Kwok’s often mesmerizing Girl in Translation is a simpler, more linear novel, blessed with a vivid central character and tremendous narrative drive. Like Kwok, 11-year-old Kimberly is an emigrant from Hong Kong — and, unlike Jonas, she is passionately driven to succeed.
She is also more embattled by external forces, facing not just a language barrier but a decrepit Brooklyn apartment crawling with roaches and mice, and an endlessly spiteful aunt who exacts every dime she can from Kim and her mother. We shiver with mother and child in that unheated apartment, where the cold was “like the way your skin feels after it’s been slapped,” where it “crept down your throat, under your toes and between your fingers.” We feel the blistering heat in the garment sweatshop where both Kim and her mother work, as waves of steam roll off the presses.
School offers an escape route from poverty and isolation.
At first, Kim’s academic efforts are hindered by her struggles with the language, as well as hostility from classmates and teachers. Her widowed mother, who was a violinist and music teacher in Hong Kong, is supportive but astonishingly helpless, and Kim assumes a quasiparental role. She also finds, in classmate Annette, a loyal, loving friend, and Kim’s exceptional math and science talents quickly become apparent. A full scholarship vaults her into private school, and her dreams begin to seem within reach — until romantic complications threaten to drive her off course.

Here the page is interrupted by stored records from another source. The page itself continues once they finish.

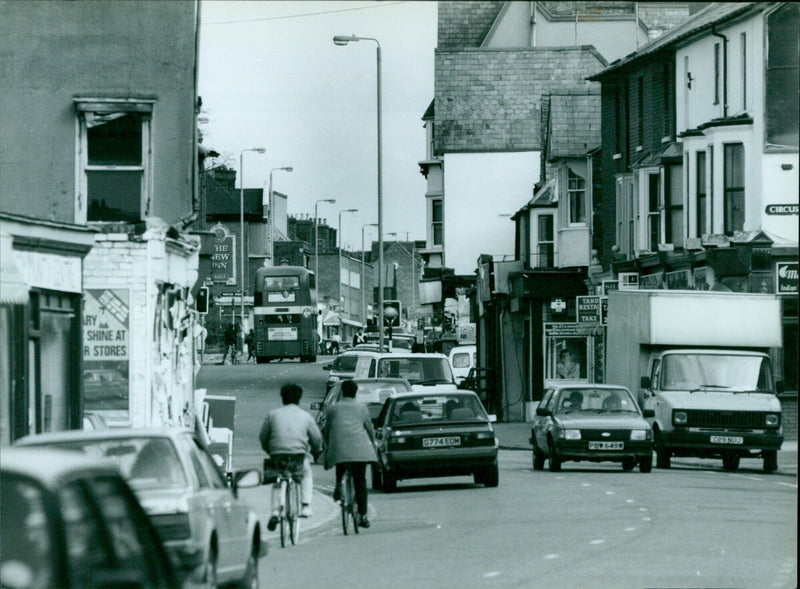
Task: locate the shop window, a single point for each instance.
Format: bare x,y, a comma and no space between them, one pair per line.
734,187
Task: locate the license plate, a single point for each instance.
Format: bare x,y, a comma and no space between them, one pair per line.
606,445
727,440
441,442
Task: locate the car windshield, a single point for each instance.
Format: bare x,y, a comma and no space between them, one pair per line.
345,363
25,549
438,409
416,370
681,372
144,462
598,400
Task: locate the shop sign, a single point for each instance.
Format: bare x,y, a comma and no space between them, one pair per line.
787,277
106,350
679,280
777,209
588,309
609,285
223,258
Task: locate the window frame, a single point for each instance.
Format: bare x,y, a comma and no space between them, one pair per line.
144,107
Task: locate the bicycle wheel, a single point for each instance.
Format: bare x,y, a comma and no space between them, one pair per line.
351,491
293,510
344,495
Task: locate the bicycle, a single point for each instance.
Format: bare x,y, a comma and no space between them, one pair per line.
287,467
347,500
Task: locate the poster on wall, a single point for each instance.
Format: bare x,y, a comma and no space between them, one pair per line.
106,352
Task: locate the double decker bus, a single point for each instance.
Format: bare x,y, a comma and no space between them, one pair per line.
285,313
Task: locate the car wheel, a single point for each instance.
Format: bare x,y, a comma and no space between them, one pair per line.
730,462
389,482
646,463
554,458
250,579
538,459
377,479
662,453
770,460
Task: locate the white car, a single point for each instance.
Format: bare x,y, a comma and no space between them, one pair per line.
462,358
425,372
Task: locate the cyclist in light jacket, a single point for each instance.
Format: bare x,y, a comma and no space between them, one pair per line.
350,441
291,430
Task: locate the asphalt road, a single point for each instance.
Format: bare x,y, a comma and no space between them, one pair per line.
588,526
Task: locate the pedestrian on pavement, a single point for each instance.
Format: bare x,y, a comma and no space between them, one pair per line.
229,341
291,430
250,340
350,441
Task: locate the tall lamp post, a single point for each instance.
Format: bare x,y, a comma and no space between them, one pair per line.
340,249
241,226
363,276
272,214
316,241
344,40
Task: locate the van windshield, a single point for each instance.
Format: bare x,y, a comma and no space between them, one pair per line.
681,372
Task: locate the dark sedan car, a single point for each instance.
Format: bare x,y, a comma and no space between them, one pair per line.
591,422
72,521
435,435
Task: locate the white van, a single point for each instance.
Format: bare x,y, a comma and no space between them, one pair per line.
425,372
462,358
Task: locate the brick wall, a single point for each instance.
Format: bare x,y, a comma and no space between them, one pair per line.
490,100
465,24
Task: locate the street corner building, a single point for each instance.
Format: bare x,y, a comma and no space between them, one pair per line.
98,190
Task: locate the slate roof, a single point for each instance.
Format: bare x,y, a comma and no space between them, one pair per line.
713,14
574,124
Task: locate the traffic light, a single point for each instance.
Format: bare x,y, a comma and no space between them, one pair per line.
391,313
203,298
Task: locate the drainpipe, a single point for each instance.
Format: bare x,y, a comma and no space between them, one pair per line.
724,70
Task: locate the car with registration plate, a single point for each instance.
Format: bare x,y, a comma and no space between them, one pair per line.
70,521
436,434
591,422
212,532
371,391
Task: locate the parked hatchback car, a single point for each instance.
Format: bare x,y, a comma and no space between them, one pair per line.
591,422
71,521
435,435
213,533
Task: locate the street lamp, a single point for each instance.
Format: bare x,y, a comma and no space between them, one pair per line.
363,276
316,240
241,224
344,40
272,214
340,249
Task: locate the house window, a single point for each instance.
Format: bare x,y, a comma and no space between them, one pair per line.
437,218
114,151
716,73
576,196
653,210
783,74
545,243
734,187
701,193
743,38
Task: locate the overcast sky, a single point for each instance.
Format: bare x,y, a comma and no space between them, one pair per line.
270,76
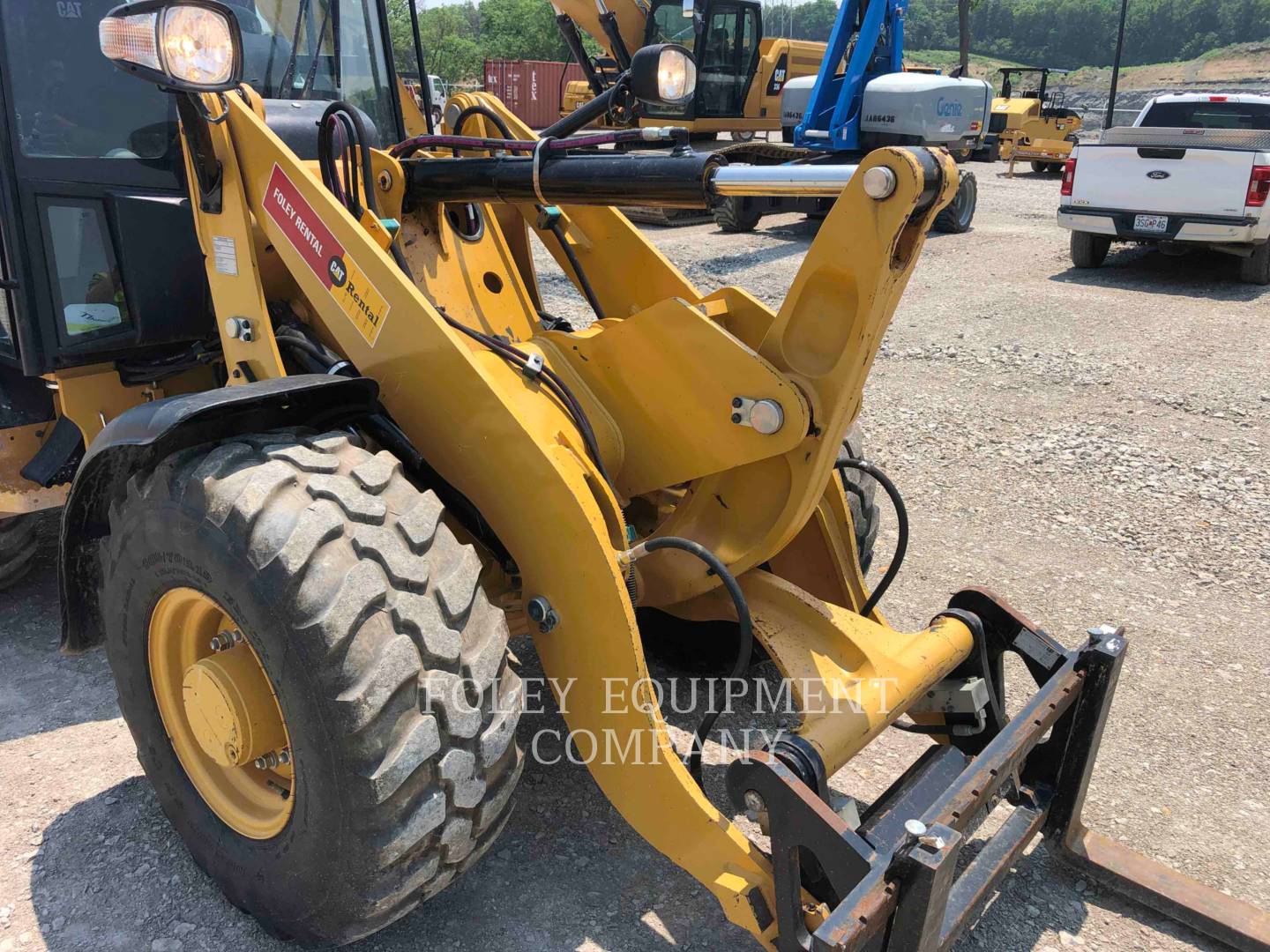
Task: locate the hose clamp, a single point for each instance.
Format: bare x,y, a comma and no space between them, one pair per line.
537,167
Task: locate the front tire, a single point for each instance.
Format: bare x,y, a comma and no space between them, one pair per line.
1088,250
955,219
736,215
386,660
1255,270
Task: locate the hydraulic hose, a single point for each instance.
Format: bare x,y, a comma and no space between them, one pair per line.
744,649
848,462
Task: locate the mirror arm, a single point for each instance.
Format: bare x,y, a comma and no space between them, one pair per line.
198,141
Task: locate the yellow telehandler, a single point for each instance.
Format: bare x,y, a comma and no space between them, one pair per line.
318,441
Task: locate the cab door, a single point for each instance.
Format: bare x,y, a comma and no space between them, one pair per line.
727,57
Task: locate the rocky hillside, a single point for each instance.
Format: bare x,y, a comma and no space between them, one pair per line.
1243,68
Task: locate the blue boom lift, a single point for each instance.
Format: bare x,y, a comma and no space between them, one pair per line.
863,100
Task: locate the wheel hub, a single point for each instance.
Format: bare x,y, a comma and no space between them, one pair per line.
221,715
230,707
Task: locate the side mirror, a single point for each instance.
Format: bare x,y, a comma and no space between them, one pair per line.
193,46
663,74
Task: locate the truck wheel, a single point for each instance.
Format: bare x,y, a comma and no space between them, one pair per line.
1088,250
18,546
1255,270
957,216
736,215
315,682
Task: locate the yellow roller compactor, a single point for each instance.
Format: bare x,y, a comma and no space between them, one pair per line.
318,441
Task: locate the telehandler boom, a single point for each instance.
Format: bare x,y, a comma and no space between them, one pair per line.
303,556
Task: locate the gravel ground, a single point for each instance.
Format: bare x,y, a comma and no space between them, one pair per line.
1090,444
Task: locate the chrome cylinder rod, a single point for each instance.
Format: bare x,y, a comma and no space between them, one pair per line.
779,181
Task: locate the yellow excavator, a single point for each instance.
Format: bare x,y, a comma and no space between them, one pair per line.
320,444
741,72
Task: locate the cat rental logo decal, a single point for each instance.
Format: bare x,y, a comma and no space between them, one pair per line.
325,257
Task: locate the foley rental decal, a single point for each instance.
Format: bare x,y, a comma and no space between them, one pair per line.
325,257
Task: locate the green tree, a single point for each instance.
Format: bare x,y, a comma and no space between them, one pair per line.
450,38
519,29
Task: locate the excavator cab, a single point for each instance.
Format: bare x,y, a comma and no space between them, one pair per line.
725,48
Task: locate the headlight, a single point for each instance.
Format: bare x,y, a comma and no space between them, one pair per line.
663,74
197,46
676,75
192,46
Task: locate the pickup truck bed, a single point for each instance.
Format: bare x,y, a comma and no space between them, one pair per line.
1171,187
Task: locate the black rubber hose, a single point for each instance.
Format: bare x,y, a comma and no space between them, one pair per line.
848,462
481,111
583,282
747,631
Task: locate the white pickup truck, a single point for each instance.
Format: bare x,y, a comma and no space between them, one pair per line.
1194,169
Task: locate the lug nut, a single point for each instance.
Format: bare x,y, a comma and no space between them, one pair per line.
931,842
542,614
755,805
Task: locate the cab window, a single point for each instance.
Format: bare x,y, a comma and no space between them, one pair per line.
70,101
669,26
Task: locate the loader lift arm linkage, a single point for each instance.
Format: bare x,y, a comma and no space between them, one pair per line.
407,292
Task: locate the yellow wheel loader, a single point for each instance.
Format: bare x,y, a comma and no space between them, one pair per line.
323,442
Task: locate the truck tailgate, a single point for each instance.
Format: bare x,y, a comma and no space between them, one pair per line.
1162,179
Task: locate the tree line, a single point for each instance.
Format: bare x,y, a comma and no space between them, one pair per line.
458,38
1082,32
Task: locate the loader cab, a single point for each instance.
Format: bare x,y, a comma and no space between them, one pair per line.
724,37
98,254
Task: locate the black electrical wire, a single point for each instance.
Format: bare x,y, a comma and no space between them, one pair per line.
848,462
583,282
358,144
488,113
747,631
550,380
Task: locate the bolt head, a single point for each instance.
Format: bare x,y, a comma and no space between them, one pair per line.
537,608
766,417
879,182
915,827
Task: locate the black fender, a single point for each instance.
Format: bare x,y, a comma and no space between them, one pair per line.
138,438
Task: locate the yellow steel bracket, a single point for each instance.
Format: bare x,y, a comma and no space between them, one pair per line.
823,340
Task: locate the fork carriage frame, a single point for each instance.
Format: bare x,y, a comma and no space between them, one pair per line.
892,889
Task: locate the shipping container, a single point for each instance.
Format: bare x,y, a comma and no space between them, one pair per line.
531,88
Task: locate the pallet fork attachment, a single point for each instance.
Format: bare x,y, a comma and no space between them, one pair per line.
893,883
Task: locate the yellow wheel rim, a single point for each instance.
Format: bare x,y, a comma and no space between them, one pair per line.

Kwok’s reading of the segregated, insecure immigrant life is powerfully authentic. She does less well with her love story, though, which shades into melodrama. Kim falls for a fellow garment worker, who is sweet, smart, handsome, and crazy for her. But, having sacrificed an education to earn money, he seems confined to the working class she is determined to leave behind. Can this possibly end well?
“Sometimes,” Kim’s mother tells her, “our fate is different from the one we imagined for ourselves.” But for Kim, brains are destiny, and the burden of marriage is a potential distraction. “I had an obligation to my ma and myself,” she explains. “I couldn’t have changed who I was. I wish I could have.” Life won’t be easy for her, but she, too, will persist, in all her flaws and glory.